“What was that song about three old dears?”
“Which song?”
“The one people used to sing at Ham school.”
“Oh dear, what can the matter be?
Three old dears got locked in the lavatory,
they were there from Monday to Saturday
nobody knew they were there?”
“That’s it. Where did we learn that?”
“I don’t know, everyone knew it. It was just something that was there.”
Our recall of the three unfortunate old ladies stuck in the public conveniences would have been much better than our knowledge of Johnny’s so long at the fair, the English folk song from which the tale of toilets is derived. But how did it come to be part of the repertoire of primary school children? How did stuff get passed around?
Web pages and social media platforms allow for the instantaneous transmission of material. Something will be shared around the world in a matter of a few seconds. In 1960s Somerset, communication was not so instant. Most houses in the village did not have a telephone, some families did not have a car – despite there being no public transport in the village, the nearest bus stop being a three mile walk.

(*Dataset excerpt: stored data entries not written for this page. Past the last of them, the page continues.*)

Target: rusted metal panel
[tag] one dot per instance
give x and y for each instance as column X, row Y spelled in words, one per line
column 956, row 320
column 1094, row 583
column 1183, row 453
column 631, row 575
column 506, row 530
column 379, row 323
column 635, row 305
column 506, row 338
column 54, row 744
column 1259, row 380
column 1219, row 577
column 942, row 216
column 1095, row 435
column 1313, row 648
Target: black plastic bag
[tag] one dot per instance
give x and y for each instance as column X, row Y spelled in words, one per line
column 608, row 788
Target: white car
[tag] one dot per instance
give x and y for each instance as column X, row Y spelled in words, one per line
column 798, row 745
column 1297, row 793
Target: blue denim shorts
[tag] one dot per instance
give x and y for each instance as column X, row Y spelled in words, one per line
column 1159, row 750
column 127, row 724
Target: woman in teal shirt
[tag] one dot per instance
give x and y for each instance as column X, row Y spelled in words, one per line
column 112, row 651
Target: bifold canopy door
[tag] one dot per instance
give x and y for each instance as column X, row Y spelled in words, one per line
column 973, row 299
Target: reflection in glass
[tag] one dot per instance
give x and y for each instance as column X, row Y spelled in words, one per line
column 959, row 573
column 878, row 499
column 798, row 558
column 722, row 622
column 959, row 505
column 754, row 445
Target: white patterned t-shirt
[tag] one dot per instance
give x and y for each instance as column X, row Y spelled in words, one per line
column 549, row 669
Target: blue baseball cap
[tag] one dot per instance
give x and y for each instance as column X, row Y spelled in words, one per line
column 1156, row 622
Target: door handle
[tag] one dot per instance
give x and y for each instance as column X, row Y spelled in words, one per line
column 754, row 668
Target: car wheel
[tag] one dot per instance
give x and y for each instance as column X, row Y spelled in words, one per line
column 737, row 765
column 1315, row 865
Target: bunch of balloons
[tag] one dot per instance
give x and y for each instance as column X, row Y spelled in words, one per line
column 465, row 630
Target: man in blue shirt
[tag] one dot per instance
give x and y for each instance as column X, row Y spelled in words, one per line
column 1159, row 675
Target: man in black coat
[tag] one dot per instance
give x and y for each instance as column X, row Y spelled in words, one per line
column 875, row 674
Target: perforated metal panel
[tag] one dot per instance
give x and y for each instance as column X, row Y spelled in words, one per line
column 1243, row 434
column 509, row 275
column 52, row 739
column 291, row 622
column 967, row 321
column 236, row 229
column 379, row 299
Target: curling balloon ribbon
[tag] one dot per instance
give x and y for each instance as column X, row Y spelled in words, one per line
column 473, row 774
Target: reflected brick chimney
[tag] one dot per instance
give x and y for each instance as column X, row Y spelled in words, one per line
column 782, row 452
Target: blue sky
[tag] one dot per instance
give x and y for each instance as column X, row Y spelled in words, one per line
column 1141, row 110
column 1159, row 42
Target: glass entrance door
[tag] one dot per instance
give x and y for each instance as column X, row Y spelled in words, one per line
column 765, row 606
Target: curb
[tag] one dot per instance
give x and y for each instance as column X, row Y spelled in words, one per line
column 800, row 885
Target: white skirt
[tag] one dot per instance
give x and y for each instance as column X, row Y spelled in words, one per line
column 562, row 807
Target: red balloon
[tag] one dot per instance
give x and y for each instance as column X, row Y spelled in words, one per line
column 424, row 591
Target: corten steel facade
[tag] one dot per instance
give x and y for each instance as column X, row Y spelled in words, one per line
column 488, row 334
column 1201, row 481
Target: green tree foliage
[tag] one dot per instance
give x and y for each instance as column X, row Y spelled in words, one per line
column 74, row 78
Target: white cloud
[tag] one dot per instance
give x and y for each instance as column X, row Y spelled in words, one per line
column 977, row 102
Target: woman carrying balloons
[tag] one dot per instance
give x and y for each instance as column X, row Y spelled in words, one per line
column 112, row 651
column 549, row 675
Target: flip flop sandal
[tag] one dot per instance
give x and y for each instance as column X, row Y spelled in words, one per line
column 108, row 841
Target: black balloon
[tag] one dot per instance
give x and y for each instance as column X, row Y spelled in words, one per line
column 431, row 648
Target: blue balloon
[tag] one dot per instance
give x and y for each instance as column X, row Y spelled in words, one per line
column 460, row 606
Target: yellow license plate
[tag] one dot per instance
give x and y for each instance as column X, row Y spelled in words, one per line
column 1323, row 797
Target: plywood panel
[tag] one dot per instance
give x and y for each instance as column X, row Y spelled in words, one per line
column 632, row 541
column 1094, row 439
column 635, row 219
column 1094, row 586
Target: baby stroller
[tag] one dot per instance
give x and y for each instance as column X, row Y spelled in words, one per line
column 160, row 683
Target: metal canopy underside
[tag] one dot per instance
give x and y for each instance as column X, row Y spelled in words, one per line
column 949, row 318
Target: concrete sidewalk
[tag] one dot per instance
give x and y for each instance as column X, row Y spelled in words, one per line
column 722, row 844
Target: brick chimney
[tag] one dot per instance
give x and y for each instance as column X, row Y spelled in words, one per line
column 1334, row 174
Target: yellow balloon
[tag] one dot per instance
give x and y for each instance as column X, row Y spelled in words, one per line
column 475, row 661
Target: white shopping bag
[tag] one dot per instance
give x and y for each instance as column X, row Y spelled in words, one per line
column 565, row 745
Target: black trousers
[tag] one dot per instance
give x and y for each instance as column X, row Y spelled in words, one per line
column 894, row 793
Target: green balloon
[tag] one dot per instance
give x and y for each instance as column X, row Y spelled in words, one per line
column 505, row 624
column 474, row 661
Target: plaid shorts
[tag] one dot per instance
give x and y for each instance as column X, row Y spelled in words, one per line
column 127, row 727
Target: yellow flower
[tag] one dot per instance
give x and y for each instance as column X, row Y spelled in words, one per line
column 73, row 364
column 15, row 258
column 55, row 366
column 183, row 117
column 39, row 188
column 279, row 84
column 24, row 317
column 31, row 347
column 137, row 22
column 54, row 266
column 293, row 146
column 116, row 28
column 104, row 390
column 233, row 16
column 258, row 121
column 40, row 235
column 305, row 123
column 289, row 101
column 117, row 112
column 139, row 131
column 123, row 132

Of course, there was radio and there was television. There were three channels on the television, BBC One and Two and ITV, and the four BBC stations on the radio. (When evening came, Radio Luxembourg might be found at 208 Metres on the medium waveband, but it did not become attractive until teenage years when it was possible to listen to records that had been banned by the BBC). None among those television and radio stations would have been likely to have been sharing irreverent rhymes sung by primary school children.
Had we been asked why we sang about the old ladies, we would probably have said that it made us laugh and admitted that we enjoyed the mild disrespect for our elders implied in the song. A particular old lady, who regarded it her vocation in life to tell off small boys, would have been at the forefront of those whom we would have liked to have been locked in the loo. Had we been asked how we knew the words, we would probably have pointed to someone else in the class.
Oral transmission of songs and stories was a strong tradition; songs and stories could be passed from person to person with little variation. It will be interesting to see if web pages and social media create a similar capacity for remembering what has been heard.
Songs were attached to games , skipping, stotting, (bouncing a ball in elaborate ways off pavement and wall). They kept the rhythm of the game going. They always had to be slightly rude. And so they passed from street to school and onwards through visiting cousins to cover the country.
I wonder if a generation used to Googling everything will have a capacity for such remembering?
I too am from Somerset, and as a child, I learned the following lyrics from an East-Anglian born in 1960.
Oh dear, what can the matter be?
Three young dears got stuck in the lavatory.
‘Couldn’t get out for a month of Saturdays,
Johnny so long at the fayre.
In East Anglia they must have kept a line of the original song. I wonder if their version is earlier than the one we learned in Somerset.